- Poster
- Directed by: Manivannan
- Screenplay by: Manivannan R. M. Veerappan
- Story by: R. M. Veerappan R. Selvaraj
- Produced by: R. M. Veerappan V. Tamil Azhagan V. Selvam V. Thangaraj
- Starring: Sathyaraj; Bhanupriya; Sarathkumar;
- Cinematography: S. Sankar
- Edited by: K. R. Krishnan
- Music by: Deva
- Production company: Sathya Movies
- Release date: 22 March 1991;
- Running time: 140 minutes
- Country: India
- Language: Tamil

= Pudhu Manithan =

Pudhu Manithan is a 1991 Indian Tamil-language film, directed by Manivannan. The film stars Sathyaraj and Bhanupriya, with Sarathkumar as the antagonist. It was released on 22 March 1991 and became a box office hit.

== Plot ==

Kabali, an orphan, lives in a slum with an old Brahmin woman named Pangajam, and he considers her like his mother. Kabali is a fisherman and also the slum's rowdy, but he has a heart of gold. He went to jail many times only because he fought against injustice.

Suganthi, a chorus singer who is also an orphan, often returns home late. For her safety, she uses Kabali's name to avoid the rowdies and lies that she is his girlfriend. One day, Kabali meets her and slaps her for misusing his name. Thereafter, he falls in love with her.

Sundar is a rich man and womanizer. He is able to have any girls he wants by money or force. His mother sympathizes with Suganthi and decides to get her married to Sundar.

When Kabali decides to propose his love to Suganthi, she first tells him that she has accepted Sundar's marriage proposal, and she invites him to the wedding. Kabali is then heartbroken as he knows about Sundar's bad habits, but he decides to hide the truth because he does not want to hurt her feelings.

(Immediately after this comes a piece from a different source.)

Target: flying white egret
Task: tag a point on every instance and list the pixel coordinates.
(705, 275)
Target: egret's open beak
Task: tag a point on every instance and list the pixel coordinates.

At the wedding day, however, Sundar stops the marriage because he thinks that Suganthi has an illicit affair with Kabali. Kabali tells him that he is wrong and challenges him to arrange their marriage another day. What transpires later forms the crux of the story.

== Soundtrack ==
The soundtrack was composed by Deva.

| Song | Singer(s) | lyricist | Length |
|---|---|---|---|
| "Angam Unathu Angam" | S. P. Balasubrahmanyam, K. S. Chithra | Vairamuthu | 5:49 |
| "Nilavukku Thaalaattu" | S. Janaki | Na. Kamarasan | 4:53 |
| "Othuda Othuda" | Malaysia Vasudevan, Kovai Kamala | Kalidasan | 5:32 |
| "Valaikku Thappiya Meenu" | K. J. Yesudas | Vairamuthu | 4:34 |
| "Thinam Thinam" | K. S. Chithra | Muthulingam | 4:30 |
| "Yelelankuyilae" | K. S. Chithra | Vairamuthu | 4:21 |

== Reception ==
C. R. K. of Kalki called it super entertaining with Manorama, Sathyaraj and director Manivannan as strong pillars. Deva won the Cinema Express Award for Best Music Director.